Adaptation de l’ouvrage de Florence Aubenas Le quai d’Ouistreham, ce troisième long métrage du réalisateur mêle réel et fiction, tout en modifiant certains éléments du récit d’origine. La journaliste devient ici une romancière. Marianne Winckler entreprend un livre sur le travail précaire des femmes de ménage, qui chaque jour, très tôt le matin, et très tard le soir, vont dans des entreprises ou dans des cabines de bateau, pour y faire leur travail de nettoyage. Marianne découvre un monde aride et sans affect. Mais un groupe se forme où règnent l’entraide et la solidarité.

Analyse :

Le film est une réussite et un bel exemple du passage de l’écrit à la mise en images, comme le réalisateur l’a montré avec son précédent film La Moustache. Le côté documentaire est affirmé dans les premières séquences avec les démarches à Pôle Emploi de Marianne qui subit les questions directes et un peu brutales de l’employé chargé de lui proposer un emploi à sa convenance. Marianne, on le découvrira plus tard, se forge une double personnalité, en cachant sa véritable identité. Ce thème est une source d’inspiration chez Emmanuel Carrère, ses personnages étant souvent à double fond, ce qui leur donne une personnalité complexe, voire contradictoire, souvent douloureuse. (ex : L’Adversaire ). Personnage entre l’imposture et l’authenticité, Marianne va mener un double jeu, qui sera démasqué par Christèle. Dès les scènes d’exposition Christèle affirme une personnalité .forte et déterminée, en apostrophant les responsables du service de recrutement.
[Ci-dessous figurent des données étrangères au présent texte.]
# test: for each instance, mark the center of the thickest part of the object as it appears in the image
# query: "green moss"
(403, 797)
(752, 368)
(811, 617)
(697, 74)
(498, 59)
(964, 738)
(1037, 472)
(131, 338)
Les deux femmes vont sympathiser au sein du petit groupe chargé du travail de « propreté », sous la conduite de leur cheffe. Le travail documentaire révèle les conditions très difficiles de ce métier mal considéré, une réelle exploitation avec bas salaires, horaires inhumains, lieux de travail lointains sans dédommagement financier. La formation se fait sur le tas, avec un encadrement féminin expérimenté. Peu de formation proprement dite, sauf une mais très infantilisante (sourire et politesse dans les relations professionnelles). Très fidèle au livre de Florence Aubenas, le scénario prend soin de donner vie à chaque membre du groupe, donnant même une touche de légèreté et de chaude amitié, au fur et à mesure que se déroule le récit. Le point fort de la relation amicale et attentionnée se manifeste avec l’anniversaire que les copines organisent pour Marianne, et aussi pour le départ de Marilou, la plus pin up d’entre elles. Le réalisateur avoue avoir beaucoup appris dans la direction d’acteur, grâce à la présence technique et chaleureuse de Juliette Binoche ! Et que dire du casting parfait qui a permis de réunir cette « troupe » miraculeuse, tellement heureuse d’être applaudie à Cannes, sur la scène de La Quinzaine des Réalisateurs. La musique participe également de cette atmosphère particulière du film, qui se termine toutefois sur une note douloureuse : Marianne et Christèle retournent chacune dans son monde.